How Kind Overran Time Square with Sugar and Why It’s Important

Imagine walking out to work and just as you cross the street, you see a strange mound of sugar in front of you alongside a group of sugar sculptures in the shape of children. That’s quite an unusual sight. Well, that’s exactly what the people living in New York’s famed Time Square witnessed as one company went out of its way to highlight how sugar affects children.

This impressive stunt came courtesy of Kind, an American company specialising in fruit-based products and sweets, as well as nut-based energy bars. The company originally planned this as a marketing ploy to promote their new Kind Fruit Bites, which, allegedly, possess no added sugars in them.

Granted, that’s probably not a very good or relatable reason for constructing a 6-metre tall pile of sugar packets and some unsettling sculptures shaped like children.
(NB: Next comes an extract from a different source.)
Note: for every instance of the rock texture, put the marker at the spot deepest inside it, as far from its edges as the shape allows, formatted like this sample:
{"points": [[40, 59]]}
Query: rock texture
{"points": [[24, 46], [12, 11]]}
The other purpose for Kind’s sugary endeavour was to highlight how much sugar children consume. It’s estimated that children consume up to 80 grams (19 teaspoons) of sugar in a day, which is more than double the amount that the World Health Organization recommends (25 grams or 9 teaspoons). Not just that, when it’s all added up, it turns out that these children can eat up to their weight in sugar in a year.

So it makes sense that they would build child sculptures, since they’re supposed to represent how kids eat so much sugar in a year that they could, in a way, be said to be made of sugar.

Kind does go out of its way to note that it’s not against the use of sugar. While its products try to put as little sugar as possible, they still do use it. It should also be noted that sugar is a necessity in most dishes, even savoury foods (not just snacks but actual gourmet meals) have some form of sugar.

But we can also understand why they’re trying to highlight the issues with sugar. After all, for as tasty as sugar is it can be quite damaging if eaten in excess, especially when you take into account that most of the sugar we eat is added sugar. Aside from the consumption issue mentioned above, sugar can affect humans, and children, in various ways such as inflammation, addiction and most famously, tooth decay.

Regardless, we have to give recognition to Kind for their little stunt in trying to teach people more about the effects of sugar. It’s a subject that’s worth discussing as much as possible.